On 06/03/2016 10:16 AM, Jordi Boggiano wrote:
On 03/06/2016 15:58, Thomas Bley wrote:
To me type declarations help to make my code easier and more consistent.
Having multiple scalar types for a single function parameter is against this goal since I need extra logic to handle this.

e.g. function foo(string | int | bool $bar) {} makes no sense in weak mode since string can already handle int, bool, float, etc.

having different behavior between
foo("42"); function foo(string $b) {echo gettype($b);} // string
and
foo("42"); function foo(string | int $b) {echo gettype($b);} // integer
also makes no sense to me.

Things like string|array are useful (e.g. str_replace) since we can cast the string easily to array and calling a string parameter with an array would give a fatal error.

That is a useful case, and don't forget also return values, e.g. all the XX|false-kind of return types it's also nice to have.

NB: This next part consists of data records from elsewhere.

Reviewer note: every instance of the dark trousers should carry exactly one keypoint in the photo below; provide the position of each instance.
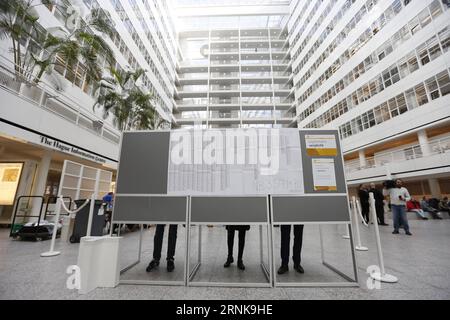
(230, 240)
(285, 244)
(172, 242)
(380, 213)
(365, 210)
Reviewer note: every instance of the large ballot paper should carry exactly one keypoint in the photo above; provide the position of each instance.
(235, 162)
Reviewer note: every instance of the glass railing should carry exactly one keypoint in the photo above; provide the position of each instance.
(435, 147)
(224, 88)
(44, 96)
(225, 75)
(234, 101)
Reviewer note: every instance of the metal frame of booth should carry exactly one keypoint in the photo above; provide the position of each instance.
(267, 270)
(349, 281)
(141, 223)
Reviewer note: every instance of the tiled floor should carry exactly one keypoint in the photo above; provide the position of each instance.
(421, 262)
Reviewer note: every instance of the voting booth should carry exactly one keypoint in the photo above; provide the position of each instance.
(263, 178)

I don't think for function arguments it's massively useful and I doubt it'll get put everywhere, but it's nice to be able to express this when you have to.

Cheers

For parameters, I really don't think | is going to be the common use case. (It should still be rational, but I don't expect to see it day to day.) InterfaceA & InterfaceB Is the more useful use case for parameters. | is, as noted, likely more useful on returns. (even though I would discourage their use in most cases for reasons I won't go into here).